Fig. 1: Schematic overview of the study design and neovaginal epithelium development.

a Multi-site longitudinal sampling in 39 MRKH syndrome patients subjected to laparoscopic peritoneal vaginoplasty. Samples from the vagina (if not otherwise indicated, MRKH patient’s vagina refers to the pre-surgery dimple and the post-surgery neovagina collectively for simplicity), stool, and tongue coating were collected 0–2 days before the surgery with no prior perturbation, and 14 days, 3 months, 6–12 months, and 2–4 years after the surgery, with time points denoted as PRE, P14D, P90D, P6/12 M, and P2/4Y, respectively. Peritoneal fluid (PF), abdominal skin samples, and control saline were collected during the laparoscopic Davydov procedure.

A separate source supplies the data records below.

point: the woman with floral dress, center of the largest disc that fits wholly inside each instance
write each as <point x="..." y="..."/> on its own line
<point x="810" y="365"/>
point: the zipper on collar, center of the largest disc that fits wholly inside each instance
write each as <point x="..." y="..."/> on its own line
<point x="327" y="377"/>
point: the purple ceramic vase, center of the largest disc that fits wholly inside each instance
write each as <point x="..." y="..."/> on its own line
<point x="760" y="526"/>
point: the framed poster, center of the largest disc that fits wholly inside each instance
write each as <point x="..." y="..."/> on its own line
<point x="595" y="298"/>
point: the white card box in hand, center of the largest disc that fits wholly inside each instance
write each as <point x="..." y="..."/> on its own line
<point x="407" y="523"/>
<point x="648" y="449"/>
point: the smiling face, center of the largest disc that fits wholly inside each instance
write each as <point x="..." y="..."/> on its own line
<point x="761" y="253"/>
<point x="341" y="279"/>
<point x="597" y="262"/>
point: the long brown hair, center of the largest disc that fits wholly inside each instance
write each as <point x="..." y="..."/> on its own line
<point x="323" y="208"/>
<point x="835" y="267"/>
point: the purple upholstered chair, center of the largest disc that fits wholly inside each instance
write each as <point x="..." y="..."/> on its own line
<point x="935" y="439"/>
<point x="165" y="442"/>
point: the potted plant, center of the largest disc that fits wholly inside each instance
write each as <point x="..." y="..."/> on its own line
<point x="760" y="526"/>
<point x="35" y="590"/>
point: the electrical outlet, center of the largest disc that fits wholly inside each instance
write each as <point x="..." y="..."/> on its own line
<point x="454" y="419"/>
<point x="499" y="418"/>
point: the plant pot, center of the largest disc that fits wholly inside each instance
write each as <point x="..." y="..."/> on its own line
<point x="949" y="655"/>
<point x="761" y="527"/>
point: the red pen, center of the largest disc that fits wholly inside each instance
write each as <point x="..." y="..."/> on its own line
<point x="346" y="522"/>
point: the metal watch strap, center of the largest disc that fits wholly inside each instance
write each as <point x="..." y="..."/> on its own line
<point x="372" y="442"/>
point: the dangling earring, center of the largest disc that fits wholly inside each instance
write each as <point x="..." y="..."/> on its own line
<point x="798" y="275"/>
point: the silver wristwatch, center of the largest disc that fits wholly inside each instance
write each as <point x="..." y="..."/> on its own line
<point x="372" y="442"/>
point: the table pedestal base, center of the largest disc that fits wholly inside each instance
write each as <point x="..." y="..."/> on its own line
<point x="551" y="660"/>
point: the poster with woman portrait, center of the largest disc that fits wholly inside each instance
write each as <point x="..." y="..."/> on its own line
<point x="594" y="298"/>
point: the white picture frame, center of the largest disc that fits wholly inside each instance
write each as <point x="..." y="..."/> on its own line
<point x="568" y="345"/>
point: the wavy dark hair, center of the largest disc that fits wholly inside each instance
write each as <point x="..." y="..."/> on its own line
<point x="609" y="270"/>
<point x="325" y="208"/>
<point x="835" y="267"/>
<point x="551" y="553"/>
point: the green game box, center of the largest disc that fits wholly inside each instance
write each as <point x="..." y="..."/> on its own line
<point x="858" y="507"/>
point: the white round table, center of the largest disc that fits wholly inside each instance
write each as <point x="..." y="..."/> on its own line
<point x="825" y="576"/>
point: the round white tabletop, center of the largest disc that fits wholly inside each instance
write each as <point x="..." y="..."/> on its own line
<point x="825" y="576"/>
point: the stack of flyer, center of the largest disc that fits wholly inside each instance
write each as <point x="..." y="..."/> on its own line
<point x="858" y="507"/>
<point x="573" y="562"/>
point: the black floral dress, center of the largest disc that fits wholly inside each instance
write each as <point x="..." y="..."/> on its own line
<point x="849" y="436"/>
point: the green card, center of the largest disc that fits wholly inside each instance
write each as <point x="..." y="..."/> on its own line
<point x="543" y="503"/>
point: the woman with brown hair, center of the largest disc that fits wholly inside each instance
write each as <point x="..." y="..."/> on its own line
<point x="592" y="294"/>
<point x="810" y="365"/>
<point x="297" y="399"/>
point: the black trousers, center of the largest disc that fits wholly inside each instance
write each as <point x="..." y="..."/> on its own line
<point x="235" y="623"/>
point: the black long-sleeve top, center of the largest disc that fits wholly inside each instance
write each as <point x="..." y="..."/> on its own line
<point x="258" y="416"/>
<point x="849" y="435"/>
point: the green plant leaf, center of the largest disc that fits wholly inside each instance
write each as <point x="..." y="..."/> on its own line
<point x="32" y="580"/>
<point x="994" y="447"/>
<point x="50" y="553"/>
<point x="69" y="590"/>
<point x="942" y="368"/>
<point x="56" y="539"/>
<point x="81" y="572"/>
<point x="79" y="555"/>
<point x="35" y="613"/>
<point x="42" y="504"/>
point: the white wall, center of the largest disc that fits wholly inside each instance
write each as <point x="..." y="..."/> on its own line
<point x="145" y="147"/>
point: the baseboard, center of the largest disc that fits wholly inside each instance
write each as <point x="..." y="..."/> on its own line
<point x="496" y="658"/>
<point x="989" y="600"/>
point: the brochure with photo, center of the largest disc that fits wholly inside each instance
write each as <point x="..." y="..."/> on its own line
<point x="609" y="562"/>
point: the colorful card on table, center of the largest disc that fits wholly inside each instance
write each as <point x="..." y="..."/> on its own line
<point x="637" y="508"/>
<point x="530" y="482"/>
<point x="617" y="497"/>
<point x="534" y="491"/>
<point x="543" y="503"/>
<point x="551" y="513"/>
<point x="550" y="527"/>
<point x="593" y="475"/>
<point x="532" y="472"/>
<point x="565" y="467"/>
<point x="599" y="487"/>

Normal vaginal microbiota data of 472 healthy adult women were included as references for the neovaginal microbiota. b Colposcopic images of the pre-surgery dimple, neovaginal apex (P14D, P90D, P6/12 M, and P2/4Y) and healthy cervix. c Iodine staining of the pre-surgery dimple, neovaginal apex (P90D, P6/12 M, and P2/4Y) and healthy cervix. Cells of vaginal origin contain glycogen, which is stained brown or dark brown by iodine. Biopsies taken from the vaginas of three MRKH women (dimple, the upper third neovagina at P90D, P6/12 M, and P2/4Y), and the normal vagina of three control women (the upper third). After formalin fixation, paraffin embedding and sectioning (section thickness: ~3 µm), the upper, middle and lower sections of each biopsy were subjected to Hematoxylin and eosin (HE) staining (d) and PAS staining (e), and similar results were obtained. HE-stained vaginal biopsies (d) showing fibrous stroma lined with a stratified squamous epithelium in all samples. PAS-stained vaginal biopsies (e) showing glycogen-accumulated in a stratified squamous epithelium in all samples.